NUOVI DAZI SARANNO APPLICATI PER PAESE DI PROVENIENZA
I nuovi dazi imposti dal presidente Donald Trump ai sensi della Section 122 si applicheranno in larga misura agli stessi prodotti precedentemente interessati dalle tariffe Ieepa, pur con alcune nuove eccezioni. Le misure hanno carattere temporaneo e resteranno in vigore per 150 giorni, fino al 24 luglio 2026, salvo revoca anticipata da parte del Presidente o proroga da parte del Congresso. I dazi Ieepa erano strutturati sulla base del Paese di origine e si applicavano quindi a tutte le merci provenienti da un determinato Stato, fatte salve specifiche esenzioni. La nuova impostazione rimane sostanzialmente analoga, con alcune eccezioni rilevanti che riguardano determinati minerali critici, energia e prodotti energetici, alcuni prodotti agricoli, tra cui carne bovina, pomodori e arance, specifici articoli elettronici e una selezione di veicoli. "La decisione della Corte Suprema e lo stop ai dazi Ieepa non incidono su altri dazi già esistenti, inclusi quelli imposti ai sensi della Section 232 del Trade Expansion Act del 1962 e della Section 301 del Trade Act del 1974. Rimangono ad esempio pienamente in vigore i dazi Section 232 su acciaio, alluminio, rame, legname, automobili e determinati veicoli a motore", spiegano gli esperti.

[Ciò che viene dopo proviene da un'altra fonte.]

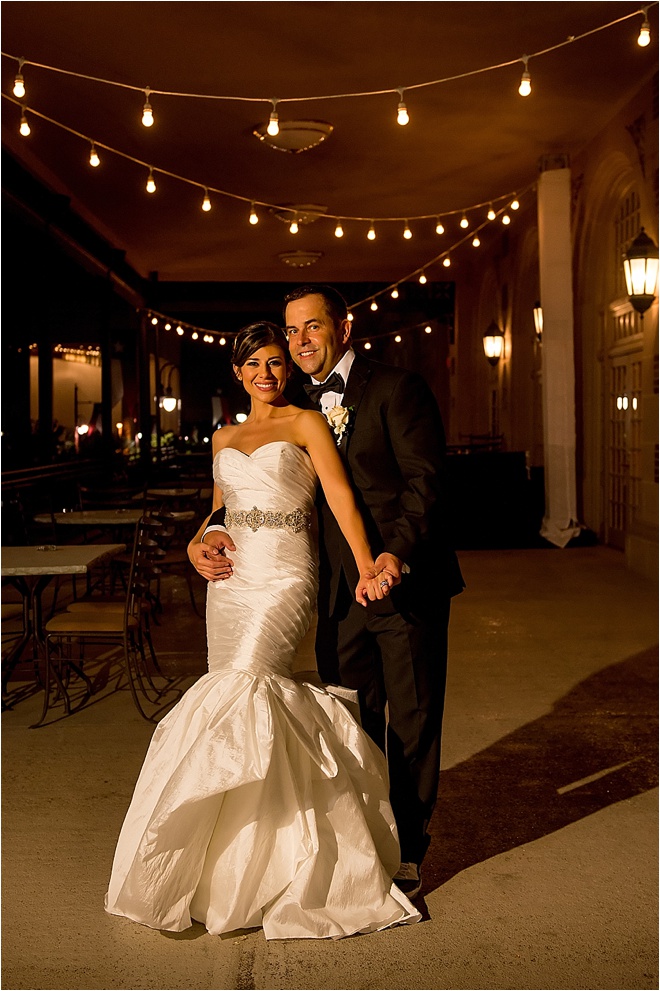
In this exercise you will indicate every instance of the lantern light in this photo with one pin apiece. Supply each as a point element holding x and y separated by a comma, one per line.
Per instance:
<point>493,343</point>
<point>640,266</point>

RESTA INCERTEZZA CIRCA IL RIMBORSO DEI DAZI IEEPA
"Gli Importers of Record che intendono richiedere il rimborso dei dazi Ieepa si trovano in un quadro giuridico ancora incerto. La decisione della Corte Suprema non affronta il tema dei rimborsi e le autorità doganali non hanno ancora fornito indicazioni operative", commentano gli analisti. "Non è quindi chiaro se la CBP procederà volontariamente a rimborsi in via amministrativa, oppure se gli importatori dovranno ottenere un provvedimento giudiziario", proseguono gli esperti. Al momento, le opzioni percorribili sono due: avviare procedure amministrative di rimborso doganale e/o presentare ricorsi dinanzi alla Court of International Trade (Cit), contestando l'assenza di una valida base giuridica per i dazi Ieepa già riscossi. "Le imprese che hanno pagato i dazi in qualità di Importers of Record dovrebbero conservare con cura la documentazione relativa a tutti i dazi Ieepa versati e collaborare con consulenti esperti in trade law e con i propri spedizionieri doganali. Le aziende europee che, pur non avendo pagato direttamente i dazi Ieepa, ne hanno condiviso i costi con gli acquirenti statunitensi, potrebbero inoltre disporre di rimedi contrattuali per recuperarli dai propri clienti", dettagliano gli esperti.
LAVORI SUL TURNBERRY SONO STATI SOSPESI
Il Parlamento Europeo ha espresso forte preoccupazione circa la decisione della Corte Suprema americana sull'Ieepa e ai suoi effetti sul Turnberry Deal. A tale riguardo, "il presidente della commissione per il commercio internazionale riunitasi in seduta straordinaria lunedì, Bernd Lange, ha affermato che la pronuncia del 20 febbraio 2026 è chiara e inequivocabile e non ammette di essere ignorata", spiegano gli esperti. In questo contesto, dato che l'applicazione della Sezione 122 farebbe superare alle tariffe sulle importazioni europee la soglia del 15% stabilita dall'accordo, i lavori parlamentari sui due dossier Turnberry sono stati sospesi in attesa che si ristabiliscano chiarezza e certezza giuridica nelle relazioni commerciali tra Ue e Usa. "Anche la Commissione Europea ha ribadito domenica che i prodotti europei devono continuare a godere delle condizioni più favorevoli possibili (Mfn), senza alcun innalzamento dei dazi al di sopra del tetto massimo concordato in precedenza, che era stato definito in maniera chiara e onnicomprensiva", concludono gli analisti.